Yi Hahn Chin, MD and regional head of e-FX solutions – corporates, EMEA at Citi, talks about the most recent regional rollout of the bank’s e-FX platform for corporates, and the broader challenges associated with deploying this technology in emerging markets.
Profit & Loss: Talk me through the roll out of Pulse in Nigeria – why there? What are the benefits that this brings to clients?
Yi Hahn Chin: The inclusion of Nigeria in the overall roll out plan is a reflection of Citi’s ambition to make CitiFX Pulse available to clients wherever operationally possible. Nigeria represents a critical economy presenting opportunities which our clients are keen to leverage while keeping a tight control over their FX exposure and complying with stringent local capital control requirements. The solution we developed enables us to streamline the local auctions process which conforms to local regulations.

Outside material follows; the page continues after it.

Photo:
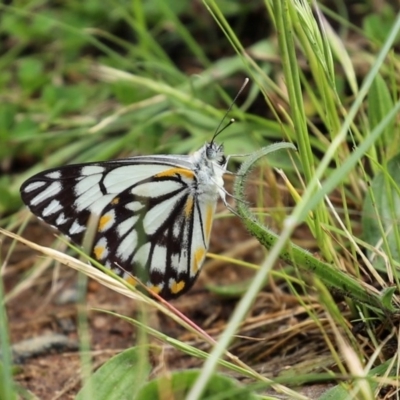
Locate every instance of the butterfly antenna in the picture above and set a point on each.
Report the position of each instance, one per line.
(219, 130)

P&L: What dictates target markets for you? Is it just the size of the trading volumes for a particular currency?
YHC: Client demand is the primary driver, which I guess you can say is highly correlated to trading volumes. There are a handful of countries that require a significant amount of effort to deal FX, which can also represent significant efficiency gains for clients beyond volumes.

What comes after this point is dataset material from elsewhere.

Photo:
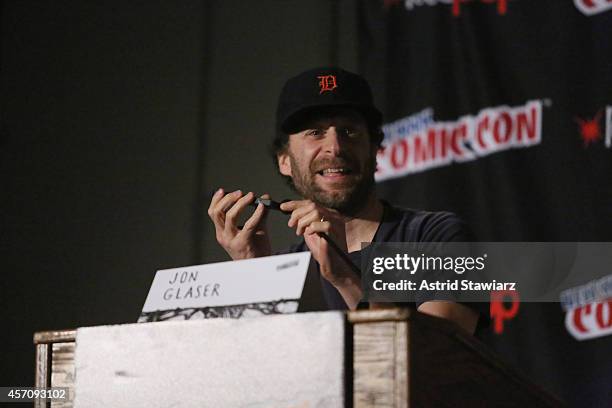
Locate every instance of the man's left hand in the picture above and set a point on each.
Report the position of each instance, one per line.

P&L: What are some of the key challenges associated with deploying Pulse in emerging markets? For example, are they more legal and regulatory in nature or technological?
YHC: It is a priority for us to help our clients navigate and comply with the changing regulatory landscape. Citi’s FXLM business operates from more than 80 countries: this on-the-ground presence allows us to develop a unique local expertise for our clients. Against this background, CitiFX Pulse is a key differentiator to help corporates meet local legal and regulatory requirements. These can be complex to fulfill but ultimately can be an opportunity and value add to our client franchise. Once deployed, remaining compliant can be a challenge and requires constant connectivity between our local markets businesses and our global product development, legal, risk and compliance teams.

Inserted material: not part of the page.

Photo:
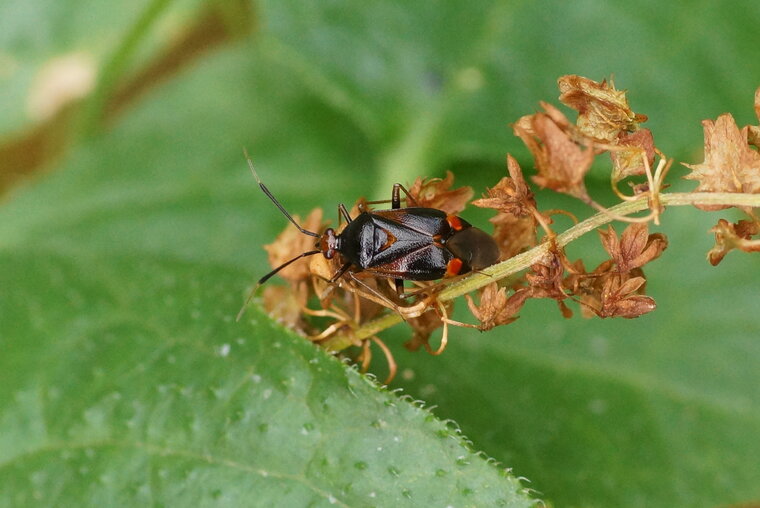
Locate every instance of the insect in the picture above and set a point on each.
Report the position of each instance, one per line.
(411, 243)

P&L: Are these challenges fairly common across different countries/regions or idiosyncratic to each?
YHC: These challenges can vary, but can fundamentally be categorised from a workflow perspective on whether the specific regulatory requirement is that of pre- or post-execution, FX or related to cross border movement of funds. That said, every jurisdiction is considered independently in view of a high degree of local nuances (e.g., the need to provide purpose of trade up front).
P&L: Do you see growing demand for pulse across emerging markets more broadly? Or is it focused more on specific countries/regions?
YHC: Demand has been growing in line with the desire for regional or global corporate treasuries to obtain a higher degree of control, efficiency and transparency around their FX activities – in the emerging markets particularly. There’s been a natural focus towards the more regulated regions like Latin America, Africa or Asia as the proposition Citi provide through Pulse is unique.
P&L: Looking ahead, what are the key areas of focus for you for the rest of the year?
YHC: As our clients become more technologically advanced with their Treasury systems, which fundamentally broadens the scope for FX-related connectivity, we are ensuring that Pulse grows in tandem in relevance by enhancing the ability to connect pulse with our clients.